Es cierto también que hemos de tener un inmenso horror al
pecado y la más exquisita vigilancia para huir de él; empero,
no se ha de confundir la tentación con el pecado. Aun los
asaltos más persistentes, la rebelión de las pasiones, las
repugnancias y las inclinaciones violentas, las imaginaciones,
las impresiones, todo esto puede muy bien no tener lugar sino
en la parte inferior del alma sin consentimiento alguno libre de
la parte superior, y por ende sin culpa alguna, y hasta puede
ser muy meritorio. Cuando la tentación no es fuerte se conoce
muy bien que, lejos de consentir, se la rechaza. No sucede lo
mismo «cuando Dios permite que la tentación llegue a ser
violenta, pues, a causa de las violentas agitaciones
involuntarias en la parte inferior, la superior, experimenta no
pequeña dificultad en discernir sus propios movimientos, y se
queda con grandes temores y perplejidades de haber
consentido. No es necesario más para envolver a las almas
buenas en las penas y espantosos remordimientos, que Dios
permite para probar su fidelidad. En esto, más aún que en
todo lo demás, deben seguir ciegamente el parecer de los que
las dirigen. Un confesor, que juzga con serenidad y sin
turbación, discierne mejor la verdad. Conoce la disposición
habitual de esas almas, la delicadeza de su conciencia, su
generosidad manifiesta; por este motivo, la aguda pena que
experimentan después de la tentación, su excesivo temor de
haber consentido, son para el confesor una prueba evidente
de que no han prestado el menor consentimiento pleno y
deliberado, pues no se pasa tan pronto de un supremo horror
al mal a su entera aceptación, y más sin advertirlo; y, por otra
parte, sabemos por experiencia que las personas que
sucumben no tienen ni estos temores. Cuanto mayores sean
unas y otras, más cierta es la garantía que resulta en favor de
la persona tentada». El temor de estar enemistado con Dios
es una pena extremadamente dura para las almas amantes.

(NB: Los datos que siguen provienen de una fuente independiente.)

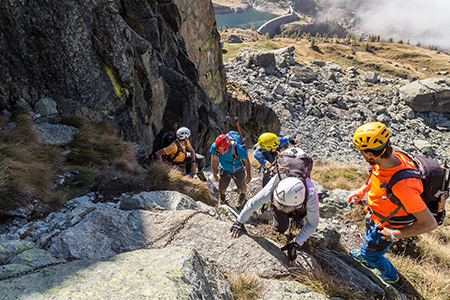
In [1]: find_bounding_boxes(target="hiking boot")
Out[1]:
[196,171,207,182]
[350,249,368,264]
[218,194,227,206]
[237,194,247,210]
[371,269,400,284]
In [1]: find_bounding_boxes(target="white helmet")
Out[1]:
[273,177,306,206]
[176,127,190,140]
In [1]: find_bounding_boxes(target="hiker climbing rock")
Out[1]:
[155,127,207,181]
[253,132,299,187]
[347,122,439,284]
[230,146,319,266]
[210,133,251,209]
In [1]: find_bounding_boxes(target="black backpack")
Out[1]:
[270,147,313,213]
[151,131,186,162]
[382,148,447,226]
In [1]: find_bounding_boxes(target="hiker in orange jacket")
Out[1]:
[347,122,438,284]
[155,127,206,181]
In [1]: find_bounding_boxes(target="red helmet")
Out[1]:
[215,134,230,154]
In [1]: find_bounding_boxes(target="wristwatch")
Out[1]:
[390,229,399,242]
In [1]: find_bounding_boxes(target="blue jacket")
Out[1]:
[210,142,248,173]
[253,135,291,168]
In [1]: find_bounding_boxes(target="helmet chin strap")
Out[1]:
[362,147,387,165]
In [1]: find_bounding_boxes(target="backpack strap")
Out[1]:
[372,168,424,227]
[230,140,244,173]
[171,140,186,161]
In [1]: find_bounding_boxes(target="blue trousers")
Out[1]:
[360,221,397,280]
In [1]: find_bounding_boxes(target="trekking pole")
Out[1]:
[444,160,450,197]
[226,113,230,133]
[235,115,244,139]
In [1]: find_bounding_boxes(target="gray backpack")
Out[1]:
[271,147,313,210]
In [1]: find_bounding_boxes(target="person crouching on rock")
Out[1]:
[230,176,319,266]
[155,127,207,181]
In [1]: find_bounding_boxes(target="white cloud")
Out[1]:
[356,0,450,50]
[320,0,450,50]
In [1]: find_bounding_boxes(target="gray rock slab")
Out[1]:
[259,278,332,300]
[9,249,63,268]
[0,240,36,265]
[0,247,233,300]
[119,190,209,212]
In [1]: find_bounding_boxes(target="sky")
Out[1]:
[321,0,450,51]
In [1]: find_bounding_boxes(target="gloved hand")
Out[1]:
[281,241,301,266]
[230,220,246,238]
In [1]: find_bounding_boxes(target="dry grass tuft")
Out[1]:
[227,273,262,300]
[0,113,58,207]
[0,115,137,220]
[388,253,450,300]
[311,162,368,191]
[291,266,368,300]
[146,161,212,206]
[342,205,366,226]
[64,118,134,169]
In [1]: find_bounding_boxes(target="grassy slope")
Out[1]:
[220,28,450,80]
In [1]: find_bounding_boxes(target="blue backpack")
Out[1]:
[218,131,245,166]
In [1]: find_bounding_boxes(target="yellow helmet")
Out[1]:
[258,132,280,150]
[353,122,391,151]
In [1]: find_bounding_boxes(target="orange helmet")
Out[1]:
[215,134,230,154]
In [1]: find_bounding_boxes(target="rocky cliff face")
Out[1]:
[0,0,280,155]
[174,0,228,116]
[0,0,220,153]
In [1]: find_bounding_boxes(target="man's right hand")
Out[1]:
[212,174,219,182]
[347,187,368,205]
[230,220,245,238]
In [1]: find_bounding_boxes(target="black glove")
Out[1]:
[281,241,301,262]
[230,220,246,237]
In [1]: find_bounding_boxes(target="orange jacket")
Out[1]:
[367,151,425,228]
[163,139,190,162]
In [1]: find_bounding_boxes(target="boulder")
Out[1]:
[318,189,351,219]
[34,123,79,146]
[400,78,450,112]
[359,71,378,83]
[119,191,212,213]
[228,34,243,43]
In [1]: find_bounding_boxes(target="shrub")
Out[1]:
[146,162,212,206]
[228,273,262,300]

Sucede, empero, que Dios quiere conservarlas en ella a fin de
purificarías, crucificándolas y consolándolas
momentáneamente por la seguridad que las da su director; a
la tentación siguiente volverán a caer en las mismas
perplejidades por todo el tiempo que Dios tenga a bien
probarlas en el crisol de la aflicción.
En esta dolorosa incertidumbre deben repetir el mismo fiat
que en las otras pruebas, de las cuales quizá ésta es la más útil.